As a golang developer using gofmt I can’t imagine a language not having an canonical source code formatter with no settings at all. It’s simply part of the language: no controversies, no useless debates and tiresome and pointless style flame wars, no frustrating code reviews because my editor changed the formatting with respect to yours. What you call dictatorship, I see it as a practical, pragmatic move to make developers lifes easier when dealing large clojure code bases within a team of more than one developer.

didibus · January 5, 2019, 11:20pm

Does gofmt rewrites whitespace also? Like if I put a newline somewhere, would it get rid of it? So I can’t even control line wrapping and spacing?

iyedb · January 7, 2019, 8:28pm

No it’s not very rigid wrt empty lines

greinseth · February 8, 2019, 9:10am

I’d argue that it is harder to read. You seldom start looking at the values, but instead read the map as an index table, scanning the index (keys) and then looking up the value. If the values are aligned, then you’d have to trace the line from the key to value. And there are no visual aids (like the grid lines in a spreadsheet) to help you with that tracing.

(edit: including the quote I’m replying to)

grzm · April 3, 2019, 3:37am

The primary purpose of code formatting is to make code easier to understand for the reader. People (clearly!) vary in what they perceive to be easier to read, and it’s hard to say they’re wrong, that they should prefer some other representation. After all, it’s idiosyncratic.

With source version control, it’s often desirable to limit changes to only what’s meaningful. Some projects try to limit whitespace changes (which are what formatting is comprised of) by either by periodically running an indent/formatting script and committing only those changes, or by enforcing such run before each commit using commit hooks. Such issues would largely be obviated if we had “logical” source control which preserved images or canonical ASTs or some such, but we’re not there yet, at least for Clojure. Having a canonical representation for a project is often desired and useful.

These are really two separate use cases. One is for the reader, and one is for the repo. In our editors and IDEs, we have lots of options to make reading and editing easier, including formatting choices like typefaces and sizes, and syntax highlighting. We rarely expect everyone to use the same editor, much less the same style. I think code formatting and these other style choices are of a piece.

What I’d like to see is the ability for editors to present the code in the way each reader wants. When the editor persists the code to disk, it’s formatted following the standards for the project. Besides the code formatting tools, at least one additional piece of tooling would be needed, something along the lines of source maps, so code references can be mapped between contexts (say, servers that are reading the code in the canonical format, and each developer’s own format) for interpreting stack traces and the like.
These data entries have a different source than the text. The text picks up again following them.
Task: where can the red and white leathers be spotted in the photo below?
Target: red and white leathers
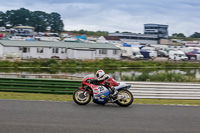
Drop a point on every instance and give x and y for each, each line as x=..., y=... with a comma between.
x=107, y=78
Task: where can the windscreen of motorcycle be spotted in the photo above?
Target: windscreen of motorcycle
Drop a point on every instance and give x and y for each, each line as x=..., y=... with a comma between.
x=100, y=94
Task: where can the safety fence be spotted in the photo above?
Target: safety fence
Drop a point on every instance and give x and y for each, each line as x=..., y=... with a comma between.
x=157, y=90
x=160, y=90
x=50, y=86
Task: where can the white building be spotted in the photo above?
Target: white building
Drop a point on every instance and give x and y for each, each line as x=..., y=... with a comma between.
x=61, y=50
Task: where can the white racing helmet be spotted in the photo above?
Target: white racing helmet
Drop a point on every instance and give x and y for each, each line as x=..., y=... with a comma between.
x=100, y=74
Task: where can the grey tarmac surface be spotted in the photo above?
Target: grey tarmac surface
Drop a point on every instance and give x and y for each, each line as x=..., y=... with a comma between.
x=67, y=117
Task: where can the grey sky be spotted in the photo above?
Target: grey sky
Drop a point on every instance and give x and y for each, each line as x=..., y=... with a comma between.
x=182, y=16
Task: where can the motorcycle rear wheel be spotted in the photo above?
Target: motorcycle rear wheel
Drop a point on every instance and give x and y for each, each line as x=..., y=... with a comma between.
x=128, y=100
x=80, y=98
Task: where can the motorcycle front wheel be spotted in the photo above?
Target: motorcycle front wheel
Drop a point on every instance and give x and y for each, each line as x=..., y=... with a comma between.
x=80, y=98
x=125, y=98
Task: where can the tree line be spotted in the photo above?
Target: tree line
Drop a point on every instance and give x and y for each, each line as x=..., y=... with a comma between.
x=194, y=35
x=38, y=19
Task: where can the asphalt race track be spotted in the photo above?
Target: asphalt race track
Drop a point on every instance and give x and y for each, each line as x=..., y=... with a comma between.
x=67, y=117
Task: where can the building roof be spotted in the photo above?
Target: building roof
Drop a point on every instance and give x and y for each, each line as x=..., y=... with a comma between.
x=14, y=43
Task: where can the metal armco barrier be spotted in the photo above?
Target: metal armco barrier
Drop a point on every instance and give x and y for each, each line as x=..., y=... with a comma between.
x=161, y=90
x=51, y=86
x=157, y=90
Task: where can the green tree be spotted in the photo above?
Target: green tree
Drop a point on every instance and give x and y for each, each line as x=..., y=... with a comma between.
x=178, y=35
x=195, y=35
x=2, y=19
x=18, y=17
x=56, y=23
x=40, y=20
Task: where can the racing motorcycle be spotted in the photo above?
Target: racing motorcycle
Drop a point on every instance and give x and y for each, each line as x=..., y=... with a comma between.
x=102, y=94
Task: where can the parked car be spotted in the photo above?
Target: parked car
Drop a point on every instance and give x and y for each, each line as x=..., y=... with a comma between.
x=177, y=55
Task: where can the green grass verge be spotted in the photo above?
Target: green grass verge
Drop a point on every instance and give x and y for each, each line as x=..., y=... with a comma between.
x=52, y=97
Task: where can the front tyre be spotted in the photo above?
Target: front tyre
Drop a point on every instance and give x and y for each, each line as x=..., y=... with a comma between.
x=125, y=98
x=80, y=98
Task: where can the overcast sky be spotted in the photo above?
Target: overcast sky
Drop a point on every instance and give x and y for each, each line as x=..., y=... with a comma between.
x=182, y=16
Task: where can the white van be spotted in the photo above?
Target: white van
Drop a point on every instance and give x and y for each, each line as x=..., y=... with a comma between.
x=177, y=55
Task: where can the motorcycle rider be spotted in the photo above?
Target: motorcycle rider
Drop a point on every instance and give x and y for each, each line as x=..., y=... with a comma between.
x=101, y=76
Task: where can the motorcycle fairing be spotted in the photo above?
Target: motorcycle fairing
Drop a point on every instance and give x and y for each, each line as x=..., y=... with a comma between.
x=100, y=94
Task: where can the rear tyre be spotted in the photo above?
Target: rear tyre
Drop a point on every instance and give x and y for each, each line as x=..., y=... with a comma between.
x=80, y=98
x=125, y=98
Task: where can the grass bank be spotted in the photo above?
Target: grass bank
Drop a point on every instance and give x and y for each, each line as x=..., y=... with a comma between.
x=50, y=97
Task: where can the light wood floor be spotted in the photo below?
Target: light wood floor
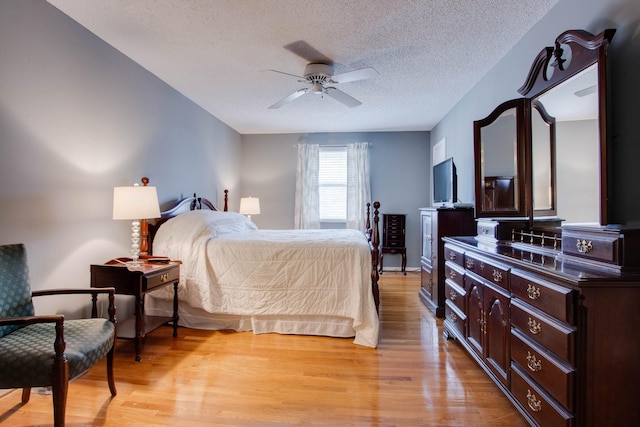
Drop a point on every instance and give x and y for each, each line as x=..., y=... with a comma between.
x=203, y=378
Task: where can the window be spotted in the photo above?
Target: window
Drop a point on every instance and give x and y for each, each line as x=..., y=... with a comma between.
x=332, y=181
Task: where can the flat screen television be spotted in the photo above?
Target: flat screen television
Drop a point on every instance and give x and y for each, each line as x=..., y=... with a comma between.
x=445, y=183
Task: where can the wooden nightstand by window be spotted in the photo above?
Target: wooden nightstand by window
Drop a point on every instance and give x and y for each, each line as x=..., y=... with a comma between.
x=393, y=235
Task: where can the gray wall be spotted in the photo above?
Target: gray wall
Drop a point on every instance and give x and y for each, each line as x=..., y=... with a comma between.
x=78, y=118
x=400, y=177
x=502, y=82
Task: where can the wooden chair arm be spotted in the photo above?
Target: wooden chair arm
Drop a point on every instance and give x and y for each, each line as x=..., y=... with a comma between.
x=94, y=294
x=68, y=291
x=29, y=320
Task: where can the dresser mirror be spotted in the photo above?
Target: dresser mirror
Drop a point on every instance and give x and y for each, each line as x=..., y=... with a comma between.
x=568, y=93
x=543, y=157
x=499, y=150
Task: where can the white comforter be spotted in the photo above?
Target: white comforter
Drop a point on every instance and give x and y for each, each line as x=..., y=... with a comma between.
x=230, y=267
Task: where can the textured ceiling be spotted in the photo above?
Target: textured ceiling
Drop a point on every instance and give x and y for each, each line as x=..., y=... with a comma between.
x=218, y=53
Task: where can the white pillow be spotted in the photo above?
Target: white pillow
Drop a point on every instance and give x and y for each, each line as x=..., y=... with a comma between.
x=194, y=225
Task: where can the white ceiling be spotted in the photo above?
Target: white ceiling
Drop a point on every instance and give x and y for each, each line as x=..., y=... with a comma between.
x=428, y=53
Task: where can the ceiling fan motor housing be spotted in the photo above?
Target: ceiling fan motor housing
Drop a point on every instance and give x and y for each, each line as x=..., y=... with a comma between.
x=318, y=73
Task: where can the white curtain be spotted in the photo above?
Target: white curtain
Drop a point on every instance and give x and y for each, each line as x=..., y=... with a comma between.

As an aside, having tools which format the code as it’s read into the reader allow us to persist the code into other stores besides files, such as databases.

Richard_Heller · April 6, 2019, 11:17pm

I’d be all for a tool like that, although I’d prefer one with more options than a no options version. For me, the gold standard for code formatters is clang because almost every possible thing it formats can be customized. The main reason I code ClojureScript in VSCode is because it’ll format it without needing a REPL connection, which is a pain to get set up. Whatever VSCode is doing, I’d be ok if that could be done in other editors. I think it uses cljfmt, but I’m not sure how it gets by without the REPL. I’ve tried with vim and emacs and they both want a REPL to do formatting. I have a couple issues with how it formats things, but I’d rather have that than nothing.

Having source control format the code is how we did things back in the 2000’s before git took over. The more popular source control tools had server side formatting, so things got formatted when checked in. If somebody didn’t like the format, they would have a client side formatter on their machine to convert it to what they wanted. There’s no good way to do that with git, though.

system · October 6, 2019, 11:17am

This topic was automatically closed 182 days after the last reply. New replies are no longer allowed.